158lbs when i start to bulk, is there a set formulea i need to get my calories right or what?

i started writing a plan and the breakfast alone came to over 700kcals so was thinking that might be too much if everymeal hits like 500kcals then im on close to over 4000kcals,

:beer:


----------



## Guest (Aug 4, 2008)

4000cals is too much for you more than likely.

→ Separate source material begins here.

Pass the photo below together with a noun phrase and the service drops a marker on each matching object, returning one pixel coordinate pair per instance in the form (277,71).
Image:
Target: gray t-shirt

Start with 3000cals and then when weight stagnates add another 250cals and son on.


----------



## crok (Aug 2, 2008)

cool , cheers mate,

ill try write up a plan im hopeing i can rely mainly on good whole foods with few shakes


----------



## Guest (Aug 5, 2008)

crok said:


> cool , cheers mate,
> 
> ill try write up a plan im hopeing i can rely mainly on good whole foods with few shakes


 :beer: Best way to do it mate, your starting at a low body weight so as long as you have a bit of an appetite you wont need tons and tons of food to put weight on quickly.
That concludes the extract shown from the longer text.